Author: Sophie Villalobos

Phyllis was carrying in a three-tiered sponge cake. Her hips ticked one way and the cake the other. She lifted the party hat that was perched on top of Brain’s tank and set it down on the table beside him.
‘Happy birthday, Brain!’
A lacklustre stream of bubbles rose from beneath Brain’s frontal lobe. ‘Alas, another year,’ he said. His voice crackled in the speaker system.
Phyllis ignored him and started to cut the cake. ‘A slice for me,’ she said, removing a perfect wedge, ‘and a slice for you.’ She cradled a second wedge over to him, uncovered his tank, and sprinkled a few crumbs into the water. They fluttered down like fish food.
‘How’s about a little champagne to soften the blow?’ Brain said.
She licked the frosting from her fingers. ‘Okay, but just a drop. You know what alcohol does to your grey matter.’
Phyllis retrieved a bottle from the refrigerator and added a splash to his water. She replaced the lid of his tank and balanced the party hat jauntily on top of it. ‘I also got you a present. Any idea what it might be?’
‘It’s another hat.’
She dropped her arms by her sides and moaned. ‘Have a little imagination!’
‘Phil, darling, I’ve been stuck in this jar for forty years. There aren’t many other options.’
She stifled a squeal. ‘Oh, shush!’ Her shoes slipped over the floor tiles and when they reappeared, she was nudging a wrapped box with the point of her toe.
Brain drew behind a curtain of bubbles. Phyllis tore off the paper and heaved the contents out of the box. Brain heard her groan. The bubbles parted and he moved forward, rising a little like a cloud.
‘Lift with your back, not your arms!’ he said.
‘Easy for you to say.’
She rolled the gift onto her knees and lugged it over to the table. The cake jumped into the air as she dropped the object down beside it.
‘Well, it’s not another Panama, that’s for sure.’
‘Do you like it? It’s a diving helmet. But wait, that’s not all!’ She turned a key and the helmet began to whir. Cogs rode up behind the eyeholes and spun like pinwheels—a click—then six metal legs shot out from underneath it. Phyllis reached inside and tripped a switch. The helmet took a step forward. ‘Isn’t it wonderful?’ She grabbed a handful of electrodes from inside it. They hung between her fingers from a tangle of blue wires.
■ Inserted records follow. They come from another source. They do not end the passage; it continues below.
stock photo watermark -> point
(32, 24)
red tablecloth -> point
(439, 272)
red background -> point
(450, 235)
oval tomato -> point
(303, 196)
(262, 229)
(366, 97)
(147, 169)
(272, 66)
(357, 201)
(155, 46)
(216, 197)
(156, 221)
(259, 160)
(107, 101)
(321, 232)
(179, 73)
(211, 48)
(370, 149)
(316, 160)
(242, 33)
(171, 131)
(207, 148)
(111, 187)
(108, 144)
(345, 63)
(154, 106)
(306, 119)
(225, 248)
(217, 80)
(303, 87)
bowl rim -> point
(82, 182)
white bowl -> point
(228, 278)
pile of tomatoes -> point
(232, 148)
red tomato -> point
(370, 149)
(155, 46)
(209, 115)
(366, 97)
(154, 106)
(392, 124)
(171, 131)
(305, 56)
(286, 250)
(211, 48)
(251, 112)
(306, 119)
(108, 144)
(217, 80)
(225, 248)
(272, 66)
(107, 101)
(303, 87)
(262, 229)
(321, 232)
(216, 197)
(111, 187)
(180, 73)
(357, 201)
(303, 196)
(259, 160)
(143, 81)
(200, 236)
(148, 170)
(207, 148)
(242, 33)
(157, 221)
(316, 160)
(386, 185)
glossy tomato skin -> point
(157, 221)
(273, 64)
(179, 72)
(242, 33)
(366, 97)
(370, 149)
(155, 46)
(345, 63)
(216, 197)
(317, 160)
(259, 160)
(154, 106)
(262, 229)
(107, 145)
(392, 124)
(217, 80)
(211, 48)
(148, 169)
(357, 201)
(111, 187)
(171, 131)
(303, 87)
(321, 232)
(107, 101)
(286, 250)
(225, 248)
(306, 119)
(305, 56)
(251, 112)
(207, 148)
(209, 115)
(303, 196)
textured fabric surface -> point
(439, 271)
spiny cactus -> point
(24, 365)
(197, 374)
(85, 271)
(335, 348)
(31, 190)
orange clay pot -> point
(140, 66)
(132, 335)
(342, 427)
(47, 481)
Brain fizzed with joy. ‘I can’t believe it! A brain-machine interface?’
‘Yup! Adapted from old Soviet gear. All we do now is pop you in here and you’re off! You can operate it without a body!’ Phyllis was about to attach the syphoning hose to Brain’s tank but she stopped herself.
‘What? What are you waiting for?’
‘It’s just,’ she pointed to the bottle of champagne, ‘You aren’t really supposed to drink and drive.’